A Memoir of Finding My Place in the Universe

ebook
1 of 1 copy available
1 of 1 copy available
A stunning and inspiring memoir charting a life as an astronomer, classically-trained actor, mother, and Black woman in STEM, searching for life in the universe while building a meaningful life here on Earth
As a kid, Aomawa Shields was always bumping into things, her neck craned up at the sky, dreaming of becoming an astronaut.
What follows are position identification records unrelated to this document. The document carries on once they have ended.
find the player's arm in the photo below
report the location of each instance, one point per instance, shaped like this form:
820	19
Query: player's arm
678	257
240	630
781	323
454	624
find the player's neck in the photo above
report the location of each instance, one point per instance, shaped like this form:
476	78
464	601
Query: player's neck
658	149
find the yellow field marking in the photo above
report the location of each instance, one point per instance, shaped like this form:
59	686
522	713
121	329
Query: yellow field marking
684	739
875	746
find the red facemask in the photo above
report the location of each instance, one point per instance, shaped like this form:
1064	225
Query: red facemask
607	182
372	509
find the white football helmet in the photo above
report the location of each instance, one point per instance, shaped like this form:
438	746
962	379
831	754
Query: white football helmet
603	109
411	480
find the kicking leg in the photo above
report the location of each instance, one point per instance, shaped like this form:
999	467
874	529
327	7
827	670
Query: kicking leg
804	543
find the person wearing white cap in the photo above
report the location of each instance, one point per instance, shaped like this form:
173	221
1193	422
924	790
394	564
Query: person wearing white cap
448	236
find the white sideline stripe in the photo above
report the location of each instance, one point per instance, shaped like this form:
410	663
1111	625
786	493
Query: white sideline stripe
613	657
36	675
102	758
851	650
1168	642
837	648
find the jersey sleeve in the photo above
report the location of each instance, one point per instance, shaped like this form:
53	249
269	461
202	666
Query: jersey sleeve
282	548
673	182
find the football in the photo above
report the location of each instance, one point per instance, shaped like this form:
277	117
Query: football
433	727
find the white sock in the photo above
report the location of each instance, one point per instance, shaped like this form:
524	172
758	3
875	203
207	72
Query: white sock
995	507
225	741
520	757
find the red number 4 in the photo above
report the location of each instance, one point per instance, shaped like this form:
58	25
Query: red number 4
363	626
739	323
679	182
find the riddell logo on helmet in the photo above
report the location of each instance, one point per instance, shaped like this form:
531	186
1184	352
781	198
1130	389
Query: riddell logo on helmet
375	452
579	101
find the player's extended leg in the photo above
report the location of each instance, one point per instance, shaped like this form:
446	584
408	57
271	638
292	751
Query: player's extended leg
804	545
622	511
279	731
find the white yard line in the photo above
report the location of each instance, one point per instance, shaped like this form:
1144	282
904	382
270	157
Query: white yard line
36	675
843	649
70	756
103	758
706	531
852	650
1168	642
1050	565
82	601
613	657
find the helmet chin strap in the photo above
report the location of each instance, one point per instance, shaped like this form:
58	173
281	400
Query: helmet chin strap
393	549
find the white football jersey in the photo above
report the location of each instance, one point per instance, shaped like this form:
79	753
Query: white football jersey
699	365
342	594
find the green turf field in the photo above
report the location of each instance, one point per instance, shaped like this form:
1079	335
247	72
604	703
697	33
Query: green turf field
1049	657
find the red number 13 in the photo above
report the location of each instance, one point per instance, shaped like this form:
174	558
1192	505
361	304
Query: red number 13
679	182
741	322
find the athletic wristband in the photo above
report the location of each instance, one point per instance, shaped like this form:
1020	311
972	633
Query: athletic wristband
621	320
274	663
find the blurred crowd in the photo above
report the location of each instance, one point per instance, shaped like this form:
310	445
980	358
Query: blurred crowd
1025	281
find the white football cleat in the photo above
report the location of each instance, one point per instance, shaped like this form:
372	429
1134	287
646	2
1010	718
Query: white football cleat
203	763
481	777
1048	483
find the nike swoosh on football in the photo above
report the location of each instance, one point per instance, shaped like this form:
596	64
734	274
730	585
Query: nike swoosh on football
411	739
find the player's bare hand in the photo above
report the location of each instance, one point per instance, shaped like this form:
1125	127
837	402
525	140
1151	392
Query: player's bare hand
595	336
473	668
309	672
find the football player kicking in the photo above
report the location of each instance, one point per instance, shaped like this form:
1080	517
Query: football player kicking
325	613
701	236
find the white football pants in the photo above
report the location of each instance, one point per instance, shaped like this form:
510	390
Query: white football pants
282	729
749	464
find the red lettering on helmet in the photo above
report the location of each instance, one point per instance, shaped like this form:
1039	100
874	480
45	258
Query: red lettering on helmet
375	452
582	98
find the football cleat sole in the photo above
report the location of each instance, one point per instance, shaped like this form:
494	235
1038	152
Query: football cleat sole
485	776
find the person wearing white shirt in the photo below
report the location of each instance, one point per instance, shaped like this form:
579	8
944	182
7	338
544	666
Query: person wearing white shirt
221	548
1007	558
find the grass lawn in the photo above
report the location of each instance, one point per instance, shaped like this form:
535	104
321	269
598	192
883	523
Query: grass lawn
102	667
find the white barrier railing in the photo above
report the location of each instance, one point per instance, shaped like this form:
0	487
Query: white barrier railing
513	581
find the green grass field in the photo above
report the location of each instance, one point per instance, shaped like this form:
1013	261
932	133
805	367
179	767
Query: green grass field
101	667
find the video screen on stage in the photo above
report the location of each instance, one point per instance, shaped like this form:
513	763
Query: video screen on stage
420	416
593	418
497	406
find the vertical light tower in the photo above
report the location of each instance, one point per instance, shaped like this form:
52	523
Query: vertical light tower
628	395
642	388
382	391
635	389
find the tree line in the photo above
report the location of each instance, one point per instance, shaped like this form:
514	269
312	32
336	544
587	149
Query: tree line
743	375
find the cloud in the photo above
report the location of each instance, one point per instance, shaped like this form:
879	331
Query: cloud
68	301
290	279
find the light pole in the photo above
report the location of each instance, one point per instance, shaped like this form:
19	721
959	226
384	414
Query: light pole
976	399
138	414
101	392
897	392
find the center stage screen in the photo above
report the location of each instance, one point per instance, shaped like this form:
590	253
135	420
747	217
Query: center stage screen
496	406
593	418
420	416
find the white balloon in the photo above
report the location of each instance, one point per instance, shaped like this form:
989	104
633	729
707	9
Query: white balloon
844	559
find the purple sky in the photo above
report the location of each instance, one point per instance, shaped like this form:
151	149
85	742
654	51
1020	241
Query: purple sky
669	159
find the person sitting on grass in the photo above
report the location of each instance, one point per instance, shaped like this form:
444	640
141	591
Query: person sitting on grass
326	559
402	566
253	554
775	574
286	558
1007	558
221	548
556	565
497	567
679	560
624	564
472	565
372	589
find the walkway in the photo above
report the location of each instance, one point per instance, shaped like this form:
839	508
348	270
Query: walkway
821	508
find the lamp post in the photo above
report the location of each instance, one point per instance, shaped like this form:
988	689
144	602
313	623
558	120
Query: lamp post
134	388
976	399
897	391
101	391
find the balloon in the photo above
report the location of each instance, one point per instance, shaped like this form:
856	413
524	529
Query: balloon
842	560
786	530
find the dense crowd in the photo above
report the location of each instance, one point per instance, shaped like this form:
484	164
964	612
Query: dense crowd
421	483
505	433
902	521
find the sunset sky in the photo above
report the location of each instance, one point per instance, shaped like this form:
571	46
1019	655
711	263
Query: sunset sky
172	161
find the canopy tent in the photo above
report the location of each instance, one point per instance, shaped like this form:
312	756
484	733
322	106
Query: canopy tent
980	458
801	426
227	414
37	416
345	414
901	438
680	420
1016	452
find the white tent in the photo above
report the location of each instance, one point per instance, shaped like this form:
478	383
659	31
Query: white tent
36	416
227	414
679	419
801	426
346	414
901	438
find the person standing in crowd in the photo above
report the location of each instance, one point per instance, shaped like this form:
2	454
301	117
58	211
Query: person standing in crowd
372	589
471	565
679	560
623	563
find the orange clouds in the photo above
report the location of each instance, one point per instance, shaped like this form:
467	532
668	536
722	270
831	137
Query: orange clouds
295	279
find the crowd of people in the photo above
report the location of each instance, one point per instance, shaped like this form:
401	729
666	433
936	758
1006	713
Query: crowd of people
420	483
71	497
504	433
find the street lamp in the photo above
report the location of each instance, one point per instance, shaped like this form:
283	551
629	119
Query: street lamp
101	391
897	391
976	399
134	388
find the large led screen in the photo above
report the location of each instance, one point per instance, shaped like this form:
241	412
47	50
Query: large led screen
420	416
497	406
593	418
A year into an astrophysics PhD program, plagued by self-doubt and discouraged by a white male professor who suggested that she—a young Black woman who also loved fashion, makeup, and the arts—didn’t belong, she left astronomy and pursued acting professionally for a decade, before a day job working for NASA’s Spitzer Space Telescope drew her back to the stars. She was the oldest and the only Black student in her PhD cohort. This time, no professor, and no voice in her own head, would stop her. Now an astronomer and astrobiologist at the top of her field, Dr. Shields studies the universe outside our Solar System, researching and uncovering the planets circling distant stars with just the right conditions that could support life—while also using her theater education to communicate the wonder and magic of the universe with those of us here on Earth. But it’s been a journey as winding and complex as the physics she has mastered.
Life on Other Planets is a journey of discovery on this world and on others, a story of creating a life that makes space for joy, love, and wonder while being driven by one of our biggest questions: Is anybody else out there? It is about the possibility of living between multiple worlds and not choosing—but instead charting a new path entirely.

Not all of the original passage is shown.